Aprender o Corpo e outros textos de juventude

Coletânea de textos escritos por Wigvan de 2005 a 2014.

Inclui os textos dos ebooks:

- Amor às Escaras

- Cheiro de Tinta

- Manual para se perder em Paris e em outras partes do mundo

- Maria Eunice, 26

- Vergonha das Asas

- E textos e poesias inéditos

  • Vantagens
  • Detalhes

Ler Wigvan é uma forma de desaprendizado. É ver nossas verdades engessadas em confronto com as chamas de seus textos. O leitor inevitavelmente sai marcado, seja por um calor que perturba, exigindo movimento, seja pelo afago cálido proveniente da identificação com suas palavras.

Viver deixa marcas, assim como a boa literatura. Pode-se sufocar todos os sorrisos a fim de retardar as rugas faciais, mas também é possível deixar-se tocar e orgulhar-se das marcas de uma existência rica.

A literatura de Wigvan nos convida a trilhar este segundo caminho, a sujar as mãos de vida ao invés de preservá-las limpas e inutilizadas dentro de nossos bolsos.

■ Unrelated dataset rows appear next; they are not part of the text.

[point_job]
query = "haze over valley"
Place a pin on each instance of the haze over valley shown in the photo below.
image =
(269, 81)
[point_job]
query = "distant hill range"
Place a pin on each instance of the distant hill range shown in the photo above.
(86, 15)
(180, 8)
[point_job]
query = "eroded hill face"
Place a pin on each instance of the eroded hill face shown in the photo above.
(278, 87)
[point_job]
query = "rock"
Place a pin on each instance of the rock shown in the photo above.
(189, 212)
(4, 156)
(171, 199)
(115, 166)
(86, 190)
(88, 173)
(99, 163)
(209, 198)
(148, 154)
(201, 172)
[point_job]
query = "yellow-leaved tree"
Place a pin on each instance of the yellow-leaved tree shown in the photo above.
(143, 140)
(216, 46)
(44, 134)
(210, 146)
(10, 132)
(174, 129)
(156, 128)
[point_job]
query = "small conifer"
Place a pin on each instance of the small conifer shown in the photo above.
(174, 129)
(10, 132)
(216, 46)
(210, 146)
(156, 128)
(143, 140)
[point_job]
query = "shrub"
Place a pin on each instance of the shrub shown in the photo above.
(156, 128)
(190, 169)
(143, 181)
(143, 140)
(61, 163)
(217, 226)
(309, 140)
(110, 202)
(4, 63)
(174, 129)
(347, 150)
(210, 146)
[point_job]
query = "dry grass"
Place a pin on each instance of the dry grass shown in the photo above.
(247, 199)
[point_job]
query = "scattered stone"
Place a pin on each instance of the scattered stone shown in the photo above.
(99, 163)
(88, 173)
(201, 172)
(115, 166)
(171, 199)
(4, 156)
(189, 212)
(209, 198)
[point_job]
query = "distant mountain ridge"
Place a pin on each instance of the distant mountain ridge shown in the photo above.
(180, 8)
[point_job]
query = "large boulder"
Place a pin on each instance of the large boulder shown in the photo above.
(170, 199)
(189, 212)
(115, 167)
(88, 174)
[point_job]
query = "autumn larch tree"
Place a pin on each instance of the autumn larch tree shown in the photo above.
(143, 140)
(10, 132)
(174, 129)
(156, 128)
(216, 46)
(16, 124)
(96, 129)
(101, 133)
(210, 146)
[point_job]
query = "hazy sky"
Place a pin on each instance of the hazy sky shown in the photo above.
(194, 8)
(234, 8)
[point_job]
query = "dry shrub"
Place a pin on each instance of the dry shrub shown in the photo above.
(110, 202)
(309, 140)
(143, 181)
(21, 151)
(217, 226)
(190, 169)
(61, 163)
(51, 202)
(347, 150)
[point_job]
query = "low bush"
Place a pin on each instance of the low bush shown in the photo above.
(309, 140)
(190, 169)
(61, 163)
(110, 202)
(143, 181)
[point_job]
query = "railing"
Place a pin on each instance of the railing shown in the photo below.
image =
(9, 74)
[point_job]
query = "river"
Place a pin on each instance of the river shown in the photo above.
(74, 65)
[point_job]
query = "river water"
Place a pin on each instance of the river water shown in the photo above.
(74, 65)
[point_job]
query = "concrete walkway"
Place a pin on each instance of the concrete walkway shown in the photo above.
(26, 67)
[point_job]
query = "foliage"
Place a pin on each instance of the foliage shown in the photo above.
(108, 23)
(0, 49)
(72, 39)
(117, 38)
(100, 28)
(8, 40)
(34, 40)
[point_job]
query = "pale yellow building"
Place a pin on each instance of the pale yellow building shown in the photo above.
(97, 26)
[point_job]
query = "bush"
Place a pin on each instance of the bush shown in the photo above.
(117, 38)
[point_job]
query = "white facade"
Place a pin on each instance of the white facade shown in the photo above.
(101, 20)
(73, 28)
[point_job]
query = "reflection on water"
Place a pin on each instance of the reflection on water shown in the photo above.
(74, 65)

Os textos são curtos em número de páginas, mas amplos em conteúdo. Wigvan não necessita de muitas linhas, pois enche os pequenos espaços de beleza e significado.

Seu texto é marcado pela dor, pela esperança e pela reinvenção.

Não é à toa que a palavra nascimento aparece com bastante frequência. O sofrimento nem sempre é o fim do caminho, às vezes é possível se recriar.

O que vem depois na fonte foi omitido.